It was so sad and even today when I see the movie I have to take a deep breath before watching the scene. Of the same opinion was the actor in a recent interview.
The horse they used was truly wonderful and they spent many months teaching him to be up to his neck with water. It is something unnatural for them. So, the way they did that scene is that they had a little lift under the water that slowly made the horse sink lower and lower. When the water reached the chin area, we cut the scene. That one scene took over two and a half weeks. Here is the video of the realization. It took months to train them. I'm always asked about this and the rumors aren't true.
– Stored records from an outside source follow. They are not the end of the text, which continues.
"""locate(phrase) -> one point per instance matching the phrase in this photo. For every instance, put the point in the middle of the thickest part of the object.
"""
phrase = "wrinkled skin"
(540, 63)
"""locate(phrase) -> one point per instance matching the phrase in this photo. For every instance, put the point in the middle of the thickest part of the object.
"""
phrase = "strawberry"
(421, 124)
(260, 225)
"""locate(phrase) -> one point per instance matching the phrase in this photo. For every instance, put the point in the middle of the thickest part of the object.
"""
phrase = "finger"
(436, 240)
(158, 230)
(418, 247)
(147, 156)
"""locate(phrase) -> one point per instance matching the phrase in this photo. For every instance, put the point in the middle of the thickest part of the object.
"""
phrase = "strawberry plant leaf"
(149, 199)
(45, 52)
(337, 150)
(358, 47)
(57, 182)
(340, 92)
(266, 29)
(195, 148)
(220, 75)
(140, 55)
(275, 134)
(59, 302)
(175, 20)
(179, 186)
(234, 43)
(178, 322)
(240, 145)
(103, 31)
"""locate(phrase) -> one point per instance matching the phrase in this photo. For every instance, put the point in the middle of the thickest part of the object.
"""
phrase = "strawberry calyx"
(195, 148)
In the film, you never see the horse's face go into the mud. And also, by having two horses, we would alternate which would be in the scene while the other relaxed. It's really meant to be a sad scene; this was a crucial part of the film. People always tell me that when that scene comes on, they have to close their eyes. I tell them that I understand, it's very sad and difficult to watch but it was crucial for the story. It's all about being drawn into the darkness, and, unfortunately, the horse doesn't make it [in the movie].
And because of that, even more so, Atreyu has to do it by himself without his friend and he does. But yes, the horses were really good, and both were fine. The horse they used was really wonderful and they spent a couple of months teaching her to be ok with being up to her neck with water.
That's something unfamiliar for them. So, the way they did that scene was that they had this little elevator under the water that slowly dropped the horse lower and lower. When it got to its chin area, we'd cut the scene. That one scene took over two and a half weeks. The real horse never really died. They were more careful with that horse than they were with me! I got hurt a hell of a lot more. The horse was definitely looked after well. I broke my back working on the movie and was in the hospital in traction for like a month before we started filming.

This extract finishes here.